Personal Life and Family
He was born to a prestigious military family of the late Henry Colby Hawker and Julia Gordon Hawker. He had one brother named Tyrrel Hawker and 3 sisters namely Siola Dorothy Hawker, Slyvia Hawker and Salome Hawker. Lanoe Hawker never got a chance to get married as he died at an early age of 26.
Work and Career
Lanoe Hawker was one of the British flying aces who won 7 victories during World War I. He was the first British flying ace during this war and the third pilot to be awarded the Victoria Cross. The prestigious Victoria Cross is given for the soldier’s bravery in facing the enemy. It can be given to both British and Commonwealth troops.
Royal Flying Corps
Hawker became a captain in October 1914; it was during this time that he was awarded the Distinguished Service Order for his bravery in attacking a German zeppelin at 200 feet. His inventive ideas were his great advantage, because of these abilities he was able to invent the Prideaux disintegrating link machine-gun belt which became standard standard equipment for the Vickers aircraft gun, and in a modified form still in use to day. He also started fitting a protective metal sheaf to the tips of wooden propeller blades, started the trend of wearing fur-lined thigh boots for flying and created a "rocking fuselage" for ground practice.
First Single-Seater Fighter Squadron
In the early 1916, he was promoted as Major and was in command for his first fighter squadron. Because of the high level of flying incidents, new fighter pilots were understandably worried about flying the Airco DH.2. To ease the worries of these new fighter pilots, he flew the aircraft into a series of spins, successfully recovering every time. When he landed, he taught the pilots the correct way to safely recover from a spin. From then on, pilots were more confident in using the aircraft and make the most of it's performance.

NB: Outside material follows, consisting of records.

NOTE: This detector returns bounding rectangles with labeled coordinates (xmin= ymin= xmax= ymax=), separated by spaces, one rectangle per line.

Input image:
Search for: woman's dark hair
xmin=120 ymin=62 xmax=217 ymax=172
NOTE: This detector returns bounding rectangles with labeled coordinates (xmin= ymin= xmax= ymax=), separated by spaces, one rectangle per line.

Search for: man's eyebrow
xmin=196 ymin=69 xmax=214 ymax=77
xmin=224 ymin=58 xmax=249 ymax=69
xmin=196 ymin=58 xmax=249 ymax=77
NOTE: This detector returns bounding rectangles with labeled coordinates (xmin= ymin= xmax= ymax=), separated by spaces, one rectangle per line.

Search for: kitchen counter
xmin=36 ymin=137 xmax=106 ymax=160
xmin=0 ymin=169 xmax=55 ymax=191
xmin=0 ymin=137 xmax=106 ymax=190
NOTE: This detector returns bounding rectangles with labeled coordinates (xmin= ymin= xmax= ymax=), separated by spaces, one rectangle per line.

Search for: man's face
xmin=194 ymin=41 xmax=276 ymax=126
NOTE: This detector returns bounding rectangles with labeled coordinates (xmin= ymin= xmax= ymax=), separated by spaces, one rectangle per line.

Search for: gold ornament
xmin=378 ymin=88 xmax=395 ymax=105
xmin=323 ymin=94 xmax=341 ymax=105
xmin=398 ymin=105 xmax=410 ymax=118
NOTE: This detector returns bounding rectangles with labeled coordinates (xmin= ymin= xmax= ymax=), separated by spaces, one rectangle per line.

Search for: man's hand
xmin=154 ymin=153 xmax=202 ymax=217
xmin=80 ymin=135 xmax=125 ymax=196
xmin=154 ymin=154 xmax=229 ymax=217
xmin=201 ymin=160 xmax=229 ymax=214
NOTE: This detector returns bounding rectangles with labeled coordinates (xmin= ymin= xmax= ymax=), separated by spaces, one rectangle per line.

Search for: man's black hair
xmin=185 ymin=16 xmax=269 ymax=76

Flying under the leadership of Capt. J. O. Andrews on November 23, 1916, Hawker dove to attack a German aircraft. Andrew and Saundby helped him with his fight. Andrew attacked the German aircraft which was attacking Hawker but was hit in his engine and had to glided away. Saundby on the other hand covered Andrew’s exit. Hawker was having a long dogfight with Lieutenant Manfred von Richthofen who was flying an Albatros D.II. Hawker's DH-2’s performance was inferior to the Albatros that the German Ace was flying. It was faster and better armed. Hawker was trying hard to get back to the Allied lines before he ran out of fuel but a bullet hit the back of his head, killing him instantly.
Influence & Legacy
Hawker’s family left their belongings when they fled during the fall of France in 1940. They lost the original Victoria Cross; when they eventually returned to France they found that it had been stolen. Fortunately, they were issued a replacement which was given to Hawker’s brother on February 3, 1960. It can be viewed at the Royal Air Force Museum, Hendon.
“Attack everything” was the prime operational order of Major Lanoe Hawker.